Le paradoxe de la situation est que les défenseurs des libertés publiques s’éloignent d’Emmanuel Macron parce qu’il a renforcé l’appareil répressif, et « en même temps » ils envisagent sans frémir de confier ce même appareil à Marine Le Pen.
Un autre argument semble particulièrement étrange. Emmanuel Macron serait le principal responsable de la présence de Marine Le Pen au second tour de la présidentielle. Ne faut-il pas plutôt chercher la cause de cette présence dans les divisions de la gauche et son incapacité à s’unir, qui ne paraît pas moins grande aujourd’hui qu’en 2017 ? La présence de Marine Le Pen au second tour s’explique par ces divisions et celles de la droite modérée. En 2017, si Emmanuel Macron n’avait pas été candidat, c’est la droite ou l’extrême-droite qui l’aurait emporté. En 2022, dans la configuration actuelle, avec trois ou quatre candidats potentiels de gauche ou écologiste, la conclusion est identique. « Casser du Macron », est-ce un moyen de ne pas faire son examen de conscience ?
Une responsabilité devant l'histoire
Les candidats issus de la gauche considèrent que leur chance d’accéder au deuxième tour de l’élection présidentielle passe par l’échec du président sortant. C’est compréhensible, mais faut-il pour autant mettre un signe égale entre Emmanuel Macron et Marine Le Pen ? Lorsque Jacques Duclos, en 1969, a lancé sa formule « blanc bonnet et bonnet blanc », à propos de Georges Pompidou et Alain Poher, il parlait de deux candidats qui respectaient les principes de la démocratie républicaine. Aujourd’hui, il n’en va pas de même. Et il est tout à fait possible de conduire une opposition argumentée à la politique d’Emmanuel Macron, en se concentrant sur des questions clefs qui commandent l’avenir, tout en reconnaissant la distinction nécessaire entre les « adversaires » et les « ennemis ».

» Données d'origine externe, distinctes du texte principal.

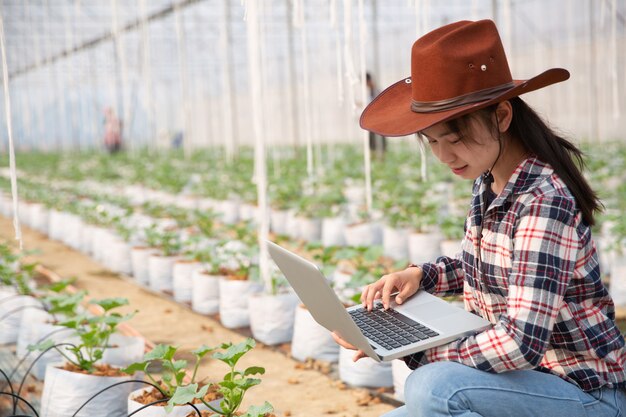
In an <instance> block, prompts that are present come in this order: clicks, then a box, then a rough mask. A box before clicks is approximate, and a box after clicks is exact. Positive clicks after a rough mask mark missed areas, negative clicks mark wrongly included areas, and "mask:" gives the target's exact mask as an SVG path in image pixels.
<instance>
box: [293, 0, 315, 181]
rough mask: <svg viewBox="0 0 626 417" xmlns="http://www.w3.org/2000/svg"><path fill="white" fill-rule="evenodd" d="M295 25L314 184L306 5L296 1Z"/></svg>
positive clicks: (302, 89) (310, 96) (306, 127)
mask: <svg viewBox="0 0 626 417" xmlns="http://www.w3.org/2000/svg"><path fill="white" fill-rule="evenodd" d="M293 25H294V27H295V28H299V29H300V45H301V53H302V99H303V101H304V117H303V118H302V119H303V122H304V137H305V140H306V171H307V175H308V178H309V181H310V183H312V182H313V175H314V167H313V138H312V137H311V133H312V132H311V103H310V101H311V93H310V83H309V81H310V80H309V58H308V40H307V31H306V22H305V16H304V3H303V2H302V0H295V1H294V7H293Z"/></svg>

La responsabilité des partis et des leaders d’opinion est essentielle dans un contexte où les allégeances sont plus faibles et les émotions plus prégnantes. Ils ne peuvent, au mépris de leurs valeurs, paraître indifférents à l’issue du second tour. Les dirigeants de gauche courent le danger de ne pas être entendus le jour du vote par leurs électeurs, quand ils appelleront à faire barrage à l’extrême droite, faute d’avoir fait, au préalable, les distinctions nécessaires dans leurs discours. Ils auront alors pris la responsabilité de contribuer à l’élection de la candidate du RN, d’être une « passerelle » conduisant à cette victoire.
Pour notre part, il est clair que les démocrates, les humanistes, les européens et les progressistes doivent proclamer haut et fort, et dès maintenant, que l’élection de Marine Le Pen est le seul véritable danger que court notre pays.
[1] Sondage IPSOS, février 2021.
[2] Voir Libération, 27 février 2021 « J’ai déjà fait barrage, cette fois-ci c’est fini ».